Hay dos cambios de estación que me sientan de maravilla: el comienzo del otoño y el de la primavera. Y como no sé muy bien qué es lo que tienen en común, solo se me ocurre expresarlo diciendo que me gustan los equinocios.
Me encanta la llegada de las lluvias, los cielos plomizos, los primeros fríos. Me gusta sacar los jerseys del armario, dormir la siesta bajo una manta, contemplar las gotas que mojan mis ventanas, sujetar con las manos un tazón de té caliente. Me hace sentirme melancólica, con ganas de volver a mí misma, de recogerme, de recordarme, de leer, escribir y hacerme una bolita.
Pero también disfruto con el regreso del sol, de los paseos, de las ganas de estar en la calle, del buen tiempo. Me gusta guardar el abrigo, salir por la noche con una chaqueta ligera, destaparme mientras duermo y empezar a ponerme morena. Hace que me sienta viva, con ganas de proyectar, de crear, de iniciar cosas nuevas.

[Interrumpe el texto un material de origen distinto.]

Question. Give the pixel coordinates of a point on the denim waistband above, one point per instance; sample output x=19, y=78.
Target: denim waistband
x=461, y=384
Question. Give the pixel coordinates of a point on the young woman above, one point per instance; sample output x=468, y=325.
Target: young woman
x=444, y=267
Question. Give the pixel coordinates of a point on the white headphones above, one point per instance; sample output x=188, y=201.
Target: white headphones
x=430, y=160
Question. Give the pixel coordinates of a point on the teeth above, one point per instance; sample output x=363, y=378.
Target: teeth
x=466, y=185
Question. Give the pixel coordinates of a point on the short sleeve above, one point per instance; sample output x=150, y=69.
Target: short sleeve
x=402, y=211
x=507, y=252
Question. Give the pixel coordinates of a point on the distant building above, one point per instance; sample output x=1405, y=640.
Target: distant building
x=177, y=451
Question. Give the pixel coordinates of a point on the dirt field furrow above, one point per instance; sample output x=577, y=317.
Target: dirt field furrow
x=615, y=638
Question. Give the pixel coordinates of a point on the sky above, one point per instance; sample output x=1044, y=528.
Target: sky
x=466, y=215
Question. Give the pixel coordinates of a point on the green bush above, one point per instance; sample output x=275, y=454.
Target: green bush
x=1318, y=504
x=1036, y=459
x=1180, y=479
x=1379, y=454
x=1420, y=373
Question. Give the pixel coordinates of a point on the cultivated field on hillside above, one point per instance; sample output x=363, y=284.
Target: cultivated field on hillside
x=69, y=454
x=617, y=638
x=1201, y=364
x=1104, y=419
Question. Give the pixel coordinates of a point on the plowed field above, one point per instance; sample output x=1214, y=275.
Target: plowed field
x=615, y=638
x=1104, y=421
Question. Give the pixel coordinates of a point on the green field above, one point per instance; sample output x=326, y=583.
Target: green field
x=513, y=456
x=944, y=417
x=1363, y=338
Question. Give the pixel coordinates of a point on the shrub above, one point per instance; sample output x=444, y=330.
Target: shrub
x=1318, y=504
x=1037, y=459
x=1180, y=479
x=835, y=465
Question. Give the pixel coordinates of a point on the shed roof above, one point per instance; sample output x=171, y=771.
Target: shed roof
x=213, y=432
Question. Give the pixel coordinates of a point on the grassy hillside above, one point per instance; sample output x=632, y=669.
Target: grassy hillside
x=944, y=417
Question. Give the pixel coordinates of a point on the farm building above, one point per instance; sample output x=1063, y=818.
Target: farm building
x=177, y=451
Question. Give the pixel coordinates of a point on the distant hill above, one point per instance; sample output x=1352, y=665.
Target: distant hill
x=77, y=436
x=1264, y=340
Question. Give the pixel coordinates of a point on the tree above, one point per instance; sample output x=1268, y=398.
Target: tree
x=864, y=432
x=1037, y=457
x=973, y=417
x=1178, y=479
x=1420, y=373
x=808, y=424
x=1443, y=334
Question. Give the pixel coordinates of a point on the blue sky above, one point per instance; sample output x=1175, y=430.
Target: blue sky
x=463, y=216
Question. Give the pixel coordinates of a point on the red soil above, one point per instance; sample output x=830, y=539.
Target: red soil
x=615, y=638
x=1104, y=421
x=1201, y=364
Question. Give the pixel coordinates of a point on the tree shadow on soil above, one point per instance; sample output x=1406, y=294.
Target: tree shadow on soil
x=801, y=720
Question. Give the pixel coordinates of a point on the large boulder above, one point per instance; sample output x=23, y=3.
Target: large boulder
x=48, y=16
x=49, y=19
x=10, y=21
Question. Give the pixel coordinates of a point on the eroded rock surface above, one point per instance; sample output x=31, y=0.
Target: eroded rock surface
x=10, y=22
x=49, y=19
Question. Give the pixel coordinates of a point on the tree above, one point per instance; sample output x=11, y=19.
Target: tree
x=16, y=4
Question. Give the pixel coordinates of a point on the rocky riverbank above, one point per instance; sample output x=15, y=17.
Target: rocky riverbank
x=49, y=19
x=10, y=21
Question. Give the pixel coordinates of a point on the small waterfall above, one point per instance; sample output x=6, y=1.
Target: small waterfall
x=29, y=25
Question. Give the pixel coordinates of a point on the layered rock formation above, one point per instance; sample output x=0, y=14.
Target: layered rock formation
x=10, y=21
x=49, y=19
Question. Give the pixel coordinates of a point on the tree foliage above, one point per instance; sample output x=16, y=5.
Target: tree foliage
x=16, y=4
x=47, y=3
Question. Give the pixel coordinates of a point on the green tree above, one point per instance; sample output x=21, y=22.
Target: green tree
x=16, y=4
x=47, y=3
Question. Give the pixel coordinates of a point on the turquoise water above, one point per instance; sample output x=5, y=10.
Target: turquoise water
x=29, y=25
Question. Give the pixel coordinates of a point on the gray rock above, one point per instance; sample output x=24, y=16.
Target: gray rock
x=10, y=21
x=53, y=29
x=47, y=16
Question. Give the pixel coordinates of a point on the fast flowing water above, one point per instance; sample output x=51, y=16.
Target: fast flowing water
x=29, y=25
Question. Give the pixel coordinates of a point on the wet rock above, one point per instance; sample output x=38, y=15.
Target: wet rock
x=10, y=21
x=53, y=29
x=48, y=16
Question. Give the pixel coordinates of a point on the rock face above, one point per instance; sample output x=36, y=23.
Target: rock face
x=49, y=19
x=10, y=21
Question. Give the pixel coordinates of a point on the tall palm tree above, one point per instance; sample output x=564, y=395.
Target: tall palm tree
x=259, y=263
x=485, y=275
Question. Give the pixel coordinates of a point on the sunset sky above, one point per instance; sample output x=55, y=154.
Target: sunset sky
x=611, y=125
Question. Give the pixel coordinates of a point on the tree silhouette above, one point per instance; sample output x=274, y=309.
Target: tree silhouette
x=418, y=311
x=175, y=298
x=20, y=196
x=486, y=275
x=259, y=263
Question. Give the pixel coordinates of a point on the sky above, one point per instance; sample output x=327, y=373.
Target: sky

Y aunque todos los años sea lo mismo, todos los años vuelven a ilusionarme los equinocios. Me pongo nerviosa, me emociono, me siento aliviada ante la perspectiva de que nunca fueran a llegar. Siento que el ciclo se renueva, que puedo mantener la esperanza porque siempre me quedará el otoño, porque nunca me faltará la primavera.
Lo único que me entristece es que cada año sean más breves.
¡Dejen de robarnos las estaciones intermedias!